Multi-Time Scale Optimal Dispatch for AC/DC Distribution Networks Based on a Markov Chain Dynamic Scenario Method and MPC

A multi-time scale optimal dispatch model based on the scenario method and model predictive control (MPC) in the AC/DC distribution network is established due to the uncertainty of wind and load. A Markov chain dynamic scenario method is proposed, which generates scenarios by characterizing the forecast error via empirical distribution. Considering the time correlation of the forecast error, Markov chain is adopted in the Markov chain dynamic method to simulate the uncertainty and variability in wind and load with time. A multi-time scale optimal dispatch strategy based on MPC is proposed. The operation scheduling of operation units is solved in day-ahead and intraday optimal dispatch by minimizing the expected value of total cost in each scenario.
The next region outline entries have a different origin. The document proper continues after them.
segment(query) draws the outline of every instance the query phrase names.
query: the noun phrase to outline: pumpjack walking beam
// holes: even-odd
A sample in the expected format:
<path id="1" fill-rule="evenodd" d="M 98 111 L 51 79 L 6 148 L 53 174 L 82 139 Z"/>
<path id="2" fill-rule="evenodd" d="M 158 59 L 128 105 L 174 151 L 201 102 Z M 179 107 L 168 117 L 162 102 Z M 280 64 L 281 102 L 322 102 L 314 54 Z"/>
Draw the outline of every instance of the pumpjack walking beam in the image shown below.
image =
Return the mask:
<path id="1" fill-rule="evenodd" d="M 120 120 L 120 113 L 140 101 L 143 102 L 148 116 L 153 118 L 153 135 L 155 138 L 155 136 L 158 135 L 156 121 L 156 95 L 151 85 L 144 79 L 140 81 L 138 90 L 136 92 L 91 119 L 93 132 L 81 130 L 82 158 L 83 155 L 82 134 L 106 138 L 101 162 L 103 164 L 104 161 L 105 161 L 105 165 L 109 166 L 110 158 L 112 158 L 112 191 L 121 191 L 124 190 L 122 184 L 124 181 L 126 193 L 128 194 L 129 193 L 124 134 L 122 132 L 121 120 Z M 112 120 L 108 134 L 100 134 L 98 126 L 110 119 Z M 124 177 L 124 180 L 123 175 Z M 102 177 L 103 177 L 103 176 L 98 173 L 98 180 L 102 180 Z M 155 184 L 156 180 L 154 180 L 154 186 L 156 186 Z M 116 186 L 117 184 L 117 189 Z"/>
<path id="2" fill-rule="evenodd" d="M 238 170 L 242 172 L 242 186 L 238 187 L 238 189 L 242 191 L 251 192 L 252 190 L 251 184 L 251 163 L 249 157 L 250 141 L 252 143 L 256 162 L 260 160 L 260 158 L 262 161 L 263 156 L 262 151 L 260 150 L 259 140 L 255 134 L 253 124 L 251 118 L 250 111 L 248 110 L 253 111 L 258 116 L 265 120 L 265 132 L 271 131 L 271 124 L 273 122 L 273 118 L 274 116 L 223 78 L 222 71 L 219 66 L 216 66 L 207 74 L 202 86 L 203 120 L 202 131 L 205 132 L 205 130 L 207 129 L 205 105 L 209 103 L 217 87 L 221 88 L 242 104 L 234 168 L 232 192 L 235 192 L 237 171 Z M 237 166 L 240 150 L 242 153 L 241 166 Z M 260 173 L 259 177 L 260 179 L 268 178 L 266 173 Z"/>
In the real-time optimal dispatch, the stability and robustness of system operation are considered. MPC is adopted in the real-time optimal dispatch, taking the intraday scheduling as reference and using the roll optimization method to compute real-time optimal dispatch scheduling to smooth the output power. The simulation results in a 50-node system with uncontrollable distributed energy demonstrate that the proposed model and strategy can effectively eliminate fluctuations in wind and load in AC/DC distribution networks.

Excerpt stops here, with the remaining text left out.